While Shami’s exploits in Tests have been well-documented and received praise from all and sundry, his performances in ODI cricket have gone unnoticed and not been given their due.
Shami made his ODI debut against Pakistan in Delhi on the 6th of January, 2013 - he bowled four maidens in nine overs conceding just 23 runs. Since then he was a regular in the India ODI set-up till the 2015 World Cup.
He was the leading wicket-taker in the world in ODI cricket from his debut till the end of the World Cup Down Under (29th March 2015). During this period, he aggregated 87 wickets in just 46 innings at an impressive average of 24.89. He picked a wicket, on an average, every 26.9 deliveries.
His average placed him amongst the ten-best fast bowlers in the period and was higher than the likes of Morne Morkel, Mohammad Irfan, Junaid Khan and Malinga amongst others.

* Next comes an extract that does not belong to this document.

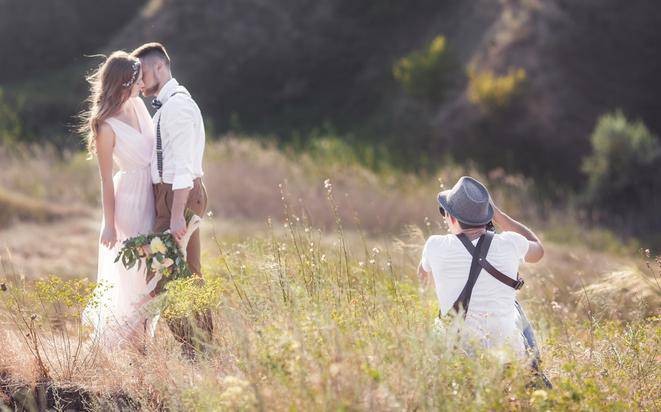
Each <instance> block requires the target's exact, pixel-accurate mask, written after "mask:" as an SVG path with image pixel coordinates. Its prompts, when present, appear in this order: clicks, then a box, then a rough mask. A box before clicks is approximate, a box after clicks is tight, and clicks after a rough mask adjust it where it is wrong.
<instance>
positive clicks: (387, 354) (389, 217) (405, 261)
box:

Shami was a wicket-taker as was evident from his bowling strike rate which was the fourth-highest (amongst pace bowlers; min. 15 innings and 25 wickets) in this period after Starc (22.9), Corey Anderson (23.5) and McClenaghan (26.3).
Only Starc (2.03) and McClenaghan (1.94) averaged more wickets per match than Shami (1.89).
Shami picked 4 or more wickets in an innings on five occasions in this time-frame. Only McClenaghan and Starc (7 times each) did better on this count.
50 of Shami’s 87 wickets in this period were top-middle order wickets (numbers 1-5) – that is a significant 57.47%, showcasing the quality of his wickets.
He was also the leading Indian bowler during this period. Not only did he have the highest wickets-tally but also the best average and strike rate amongst all Indian bowlers (min. 15 matches) in this time-frame.
There was a difference of 44 wickets between him and Bhuvneshwar Kumar who bowled in just three fewer innings than Shami (46 compared to 43). That is how good Shami was in this period. And he was that much better than the rest.
Year-wise, Shami picked 30 wickets in 2013 at 30.06 apiece. He improved to 38 at 22.94 apiece in 2014. His bowling average was at its best in 2015 when he conceded just 20.63 runs per wicket for his 19 wickets.
Shami has an excellent record in SENA. He has picked 47 wickets in just 22 innings at 22.23 apiece.
What is staggering is this. His strike rate of 23.8 in SENA is the best ever for a visiting pace bowler from the subcontinent and West Indies and Zimbabwe (min. 20 wickets) – highlighting his wicket-taking prowess in these conditions.
Just for perspective, Waqar and Akhtar had a strike rate of 29 in SENA, Malinga (31.9), Roberts (34.5) and Akram (35.9).
In terms of wickets per innings, Shami picks, on an average, 2.14 wickets in every match in SENA. This is the second-best wickets per match frequency after Hasan Ali (2.17 wickets per match).
Shami’s average in SENA is the fifth-best only after the great West Indian trio of Garner, Roberts and Holding and Madan Lal (a highly under-rated ODI bowler).
This is a mind-boggling record which has completely gone unnoticed.
Shami was the leading wicket-taker in the three bilateral series he played in South Africa (9 wickets at 20.55 apiece), New Zealand (11 wickets at 28.72) and England (8 wickets at 19 piece).
He was also the fourth-highest wicket-taker in the 2015 World Cup – 17 wickets in 7 innings at 17.29 apiece – after Starc and Boult (22 wickets) and Yadav (18 wickets).
In the light of the above record, it is baffling that Shami has not found a permanent place in the Indian ODI XI. In fact, he has just played 5 ODIs in almost 4 years since the 2015 World Cup. He was out of international cricket for 16 months courtesy a knee injury which he sustained during the tournament. Although he made a comeback into the Test side for the West Indies tour in July 2016, he did not play another ODI till a year later.
Opportunities since have been few and far between (two more ODIs in 2017 and two in 2018). Injuries, personal issues and ignorance by the team management along with the rise of Bumrah and Bhuvneshwar as the preferred fast bowling pair in the format have kept Shami out of reckoning from ODI cricket.
Shami’s performance in the Test series in South Africa earned him a spot in the ODI squad but he wasn’t given a single game in the six-match series. He has continued to impress in whites for India and after successful tours of England and Australia, has been recalled to the ODI set-up.
Shami has all the skills to be successful in the format and re-ignite his career. He can swing the ball both ways, get the old ball to reverse, has a deceptive bouncer and varies his pace well.
With such variations in his repertoire and a stellar past record in the format, especially in SENA (England would host the World Cup in a few months time), the selectors and the team management would do a disservice to label him as just a ‘Test specialist’.